Government spying on your bank accounts

Source: By Shaneen Pasha, CNNMoney.com

Think you’re immune from government scrutiny into your private bank accounts? Think again. Consumers who deviate from their normal pattern of banking with a transaction worth $5,000 or more could find themselves under the microscope by federal regulators as possible terrorists or money launderers - even if their action was as innocent as suddenly paying off a credit card bill or receiving a sudden inflow of cash to buy a car.

While September 11 put the spotlight on terrorist financing and prompted calls by law enforcement for more power in investigating questionable financial transactions, banks have been handing over personal customer information to the government for years.

Since 1996, banks have been required to file a Suspicious Activity Report (SAR) whenever they detect a suspicious transaction of $5,000 or more that could involve potential money laundering or terrorist financing, said Candice Pratsch, a spokeswoman for the Financial Crimes Enforcement Network (FinCEN), the arm of the Treasury Department in charge of aggregating reports.

Personal data passed to government

SARs provide the government with addresses, names, dates of birth, Social Security numbers or passport information, along with a brief description of the financial activities that raised red flags.
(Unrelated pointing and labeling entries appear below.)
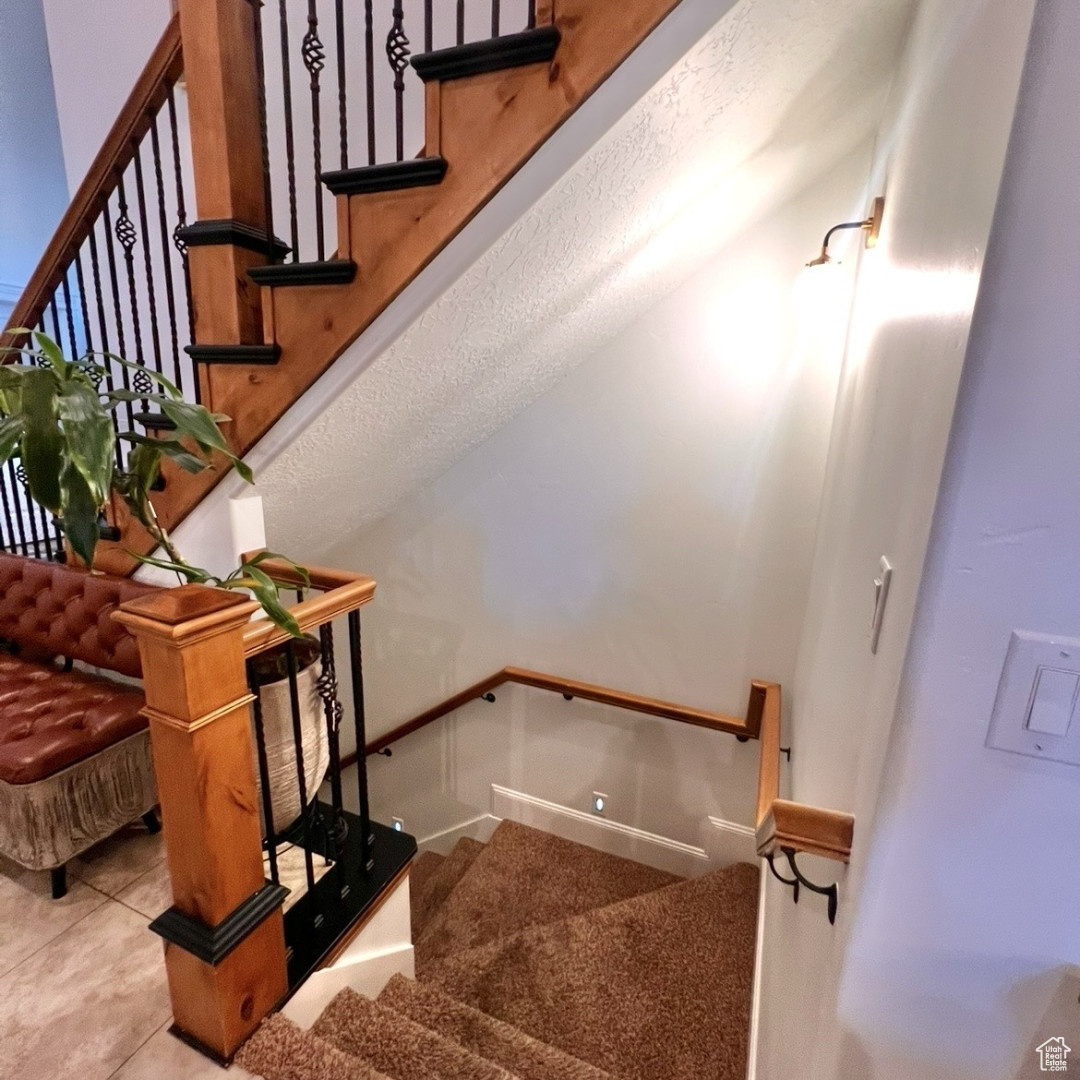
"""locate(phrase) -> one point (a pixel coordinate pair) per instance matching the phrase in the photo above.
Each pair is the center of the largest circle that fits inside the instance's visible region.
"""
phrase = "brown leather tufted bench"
(75, 753)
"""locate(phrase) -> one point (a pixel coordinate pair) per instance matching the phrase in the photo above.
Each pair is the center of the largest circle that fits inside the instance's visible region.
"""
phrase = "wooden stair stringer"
(488, 126)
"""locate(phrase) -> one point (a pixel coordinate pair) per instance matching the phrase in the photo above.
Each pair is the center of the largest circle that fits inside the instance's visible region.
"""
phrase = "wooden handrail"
(652, 706)
(780, 822)
(150, 91)
(342, 592)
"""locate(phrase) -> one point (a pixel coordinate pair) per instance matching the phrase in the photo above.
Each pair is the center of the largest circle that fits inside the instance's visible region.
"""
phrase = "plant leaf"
(193, 574)
(79, 513)
(90, 436)
(42, 440)
(11, 432)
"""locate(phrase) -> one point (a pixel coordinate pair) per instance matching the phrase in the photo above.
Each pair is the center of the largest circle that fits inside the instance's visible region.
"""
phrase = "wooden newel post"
(225, 943)
(230, 235)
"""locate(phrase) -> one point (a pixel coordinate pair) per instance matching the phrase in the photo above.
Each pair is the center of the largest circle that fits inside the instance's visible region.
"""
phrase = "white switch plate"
(1029, 658)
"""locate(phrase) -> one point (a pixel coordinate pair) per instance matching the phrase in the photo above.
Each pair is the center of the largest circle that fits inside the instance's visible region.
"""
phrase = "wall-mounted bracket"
(792, 881)
(832, 892)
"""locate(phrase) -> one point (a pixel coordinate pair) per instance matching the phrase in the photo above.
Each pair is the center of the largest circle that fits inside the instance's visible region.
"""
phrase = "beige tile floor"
(82, 982)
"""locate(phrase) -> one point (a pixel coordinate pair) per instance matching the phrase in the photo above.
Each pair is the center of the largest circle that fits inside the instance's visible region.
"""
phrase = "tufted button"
(50, 719)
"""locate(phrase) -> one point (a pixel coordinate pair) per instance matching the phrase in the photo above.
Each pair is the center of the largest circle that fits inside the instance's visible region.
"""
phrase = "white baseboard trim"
(476, 828)
(367, 976)
(727, 841)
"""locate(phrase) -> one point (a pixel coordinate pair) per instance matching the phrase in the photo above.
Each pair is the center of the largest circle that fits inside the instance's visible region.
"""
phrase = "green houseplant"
(56, 416)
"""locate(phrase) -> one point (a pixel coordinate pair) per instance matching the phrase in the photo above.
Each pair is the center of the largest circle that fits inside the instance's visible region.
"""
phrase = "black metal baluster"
(10, 541)
(397, 53)
(177, 373)
(294, 700)
(334, 712)
(356, 662)
(80, 281)
(56, 334)
(69, 314)
(15, 488)
(260, 72)
(314, 61)
(286, 85)
(140, 199)
(113, 285)
(369, 77)
(181, 213)
(260, 747)
(103, 326)
(125, 233)
(342, 104)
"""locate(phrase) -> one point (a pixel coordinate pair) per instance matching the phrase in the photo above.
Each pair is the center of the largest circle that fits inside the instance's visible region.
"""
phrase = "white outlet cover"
(1028, 655)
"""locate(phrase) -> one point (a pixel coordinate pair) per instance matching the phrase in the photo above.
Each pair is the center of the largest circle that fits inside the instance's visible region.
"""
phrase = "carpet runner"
(542, 959)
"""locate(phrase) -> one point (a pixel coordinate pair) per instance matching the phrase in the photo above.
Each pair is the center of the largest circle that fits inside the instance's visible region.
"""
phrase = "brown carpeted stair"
(280, 1050)
(542, 959)
(523, 878)
(435, 881)
(508, 1045)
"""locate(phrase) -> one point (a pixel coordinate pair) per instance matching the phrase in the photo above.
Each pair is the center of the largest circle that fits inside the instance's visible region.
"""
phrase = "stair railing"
(272, 863)
(788, 828)
(115, 277)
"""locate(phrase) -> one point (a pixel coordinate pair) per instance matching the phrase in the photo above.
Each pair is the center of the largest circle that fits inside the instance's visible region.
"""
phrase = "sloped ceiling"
(774, 95)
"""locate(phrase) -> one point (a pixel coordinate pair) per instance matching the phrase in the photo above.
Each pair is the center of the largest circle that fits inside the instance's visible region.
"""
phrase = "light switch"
(1053, 701)
(1038, 697)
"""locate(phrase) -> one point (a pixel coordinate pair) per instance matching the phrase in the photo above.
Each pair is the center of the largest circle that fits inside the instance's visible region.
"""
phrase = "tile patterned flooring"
(82, 982)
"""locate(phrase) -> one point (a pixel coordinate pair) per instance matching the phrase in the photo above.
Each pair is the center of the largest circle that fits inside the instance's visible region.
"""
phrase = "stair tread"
(392, 176)
(279, 1050)
(430, 894)
(539, 878)
(495, 54)
(674, 966)
(507, 1045)
(396, 1045)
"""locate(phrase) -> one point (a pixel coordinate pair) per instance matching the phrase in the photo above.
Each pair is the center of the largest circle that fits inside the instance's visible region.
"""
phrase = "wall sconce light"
(872, 226)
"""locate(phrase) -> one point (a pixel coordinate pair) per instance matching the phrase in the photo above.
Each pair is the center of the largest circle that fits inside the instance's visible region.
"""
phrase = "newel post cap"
(186, 613)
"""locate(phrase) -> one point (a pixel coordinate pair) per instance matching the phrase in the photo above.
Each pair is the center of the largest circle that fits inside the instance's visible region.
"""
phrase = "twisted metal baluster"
(286, 81)
(125, 233)
(181, 220)
(314, 61)
(115, 287)
(397, 53)
(140, 199)
(369, 77)
(327, 688)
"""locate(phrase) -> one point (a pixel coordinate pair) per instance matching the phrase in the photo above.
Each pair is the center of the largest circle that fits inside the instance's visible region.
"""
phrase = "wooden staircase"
(265, 329)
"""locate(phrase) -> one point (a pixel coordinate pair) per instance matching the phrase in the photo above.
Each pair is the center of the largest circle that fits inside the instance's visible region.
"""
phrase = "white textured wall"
(940, 162)
(97, 50)
(986, 836)
(647, 524)
(32, 186)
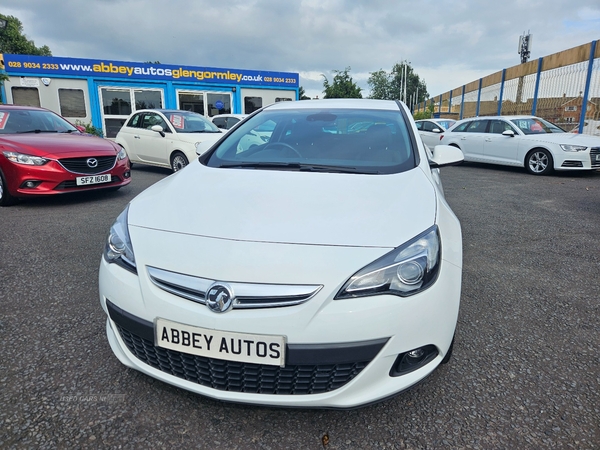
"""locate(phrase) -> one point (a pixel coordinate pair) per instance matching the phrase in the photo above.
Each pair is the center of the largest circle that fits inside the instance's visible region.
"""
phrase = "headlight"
(118, 248)
(573, 148)
(406, 270)
(20, 158)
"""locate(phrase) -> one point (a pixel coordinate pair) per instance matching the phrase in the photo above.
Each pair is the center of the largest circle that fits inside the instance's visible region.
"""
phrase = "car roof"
(165, 111)
(21, 107)
(500, 117)
(340, 103)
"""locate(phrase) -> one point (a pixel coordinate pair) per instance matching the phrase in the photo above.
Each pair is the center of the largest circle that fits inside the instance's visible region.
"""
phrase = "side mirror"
(158, 129)
(202, 147)
(446, 155)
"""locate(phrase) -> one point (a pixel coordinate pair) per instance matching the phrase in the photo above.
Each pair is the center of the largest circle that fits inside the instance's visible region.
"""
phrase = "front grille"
(243, 377)
(72, 184)
(80, 165)
(247, 295)
(594, 152)
(309, 369)
(572, 164)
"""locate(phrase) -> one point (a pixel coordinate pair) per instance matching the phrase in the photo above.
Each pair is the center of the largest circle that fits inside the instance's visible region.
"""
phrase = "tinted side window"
(462, 127)
(221, 122)
(477, 126)
(499, 127)
(151, 119)
(231, 121)
(429, 126)
(135, 121)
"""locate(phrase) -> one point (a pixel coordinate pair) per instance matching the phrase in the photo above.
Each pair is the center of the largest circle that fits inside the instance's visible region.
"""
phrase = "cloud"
(447, 43)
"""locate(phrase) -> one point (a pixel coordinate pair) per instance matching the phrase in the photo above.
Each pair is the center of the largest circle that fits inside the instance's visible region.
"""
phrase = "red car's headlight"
(20, 158)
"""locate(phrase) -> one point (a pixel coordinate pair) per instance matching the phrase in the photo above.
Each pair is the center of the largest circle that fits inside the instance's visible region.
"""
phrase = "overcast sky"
(448, 43)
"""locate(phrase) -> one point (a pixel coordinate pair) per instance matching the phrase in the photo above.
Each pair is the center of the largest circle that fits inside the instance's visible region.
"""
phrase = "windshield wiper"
(37, 131)
(297, 166)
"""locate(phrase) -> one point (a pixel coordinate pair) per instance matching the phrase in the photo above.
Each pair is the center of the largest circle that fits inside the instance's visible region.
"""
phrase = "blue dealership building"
(104, 93)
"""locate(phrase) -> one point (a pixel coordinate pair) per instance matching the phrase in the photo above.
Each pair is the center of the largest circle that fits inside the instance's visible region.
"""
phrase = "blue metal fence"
(563, 88)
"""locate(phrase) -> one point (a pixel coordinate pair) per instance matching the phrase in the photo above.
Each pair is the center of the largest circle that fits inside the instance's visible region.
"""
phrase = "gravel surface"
(525, 371)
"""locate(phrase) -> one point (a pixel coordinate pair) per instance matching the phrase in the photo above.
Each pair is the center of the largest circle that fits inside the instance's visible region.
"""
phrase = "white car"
(317, 269)
(430, 130)
(166, 137)
(523, 141)
(226, 121)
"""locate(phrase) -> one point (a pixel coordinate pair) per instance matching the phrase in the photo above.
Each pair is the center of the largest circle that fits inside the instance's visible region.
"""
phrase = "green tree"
(342, 85)
(12, 40)
(390, 86)
(302, 94)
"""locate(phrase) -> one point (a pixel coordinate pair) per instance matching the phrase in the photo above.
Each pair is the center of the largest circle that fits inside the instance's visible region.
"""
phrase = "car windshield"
(535, 125)
(332, 140)
(190, 122)
(33, 121)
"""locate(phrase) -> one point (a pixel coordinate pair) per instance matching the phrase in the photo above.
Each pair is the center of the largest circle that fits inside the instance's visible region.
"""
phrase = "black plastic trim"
(297, 354)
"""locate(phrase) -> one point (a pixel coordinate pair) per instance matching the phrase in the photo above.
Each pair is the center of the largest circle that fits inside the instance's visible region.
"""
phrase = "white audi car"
(523, 141)
(166, 137)
(321, 268)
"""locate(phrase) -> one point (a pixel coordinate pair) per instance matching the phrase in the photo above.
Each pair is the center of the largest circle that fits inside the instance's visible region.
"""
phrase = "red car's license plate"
(94, 179)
Between April 1996 and December 2005, 2.19 million SARs were filed by depository institutions, according to a recent report by FinCEN. The government touts the law as an effective tool in helping law enforcement track leads for new investigations and in identifying and linking intelligence for ongoing investigations by the FBI.

But privacy advocates say the law crosses the line by making the definition of “suspicious activity” deliberately vague. That forces banks to use their own subjective discretion in filing SARs, paving the way for racial profiling and creating mountains of expensive paperwork.

“Under this law, banking regulators are starting with the premise that every American is a terrorist, and anything that they do is capable of being a terrorist act,” said James Rockett, co-head of the financial institutions corporate and regulatory group at San Francisco-based law firm Bingham McCutchen.

“The definition of unusual is so broad under the current construct ... anything that happens in any single account in the U.S., even if it’s negligibly different, is going to be reported to the government,” he said.

Rockett said the overbroad guidelines violate consumers’ privacy - especially since it’s illegal for banks to inform customers when SARs are filed on them.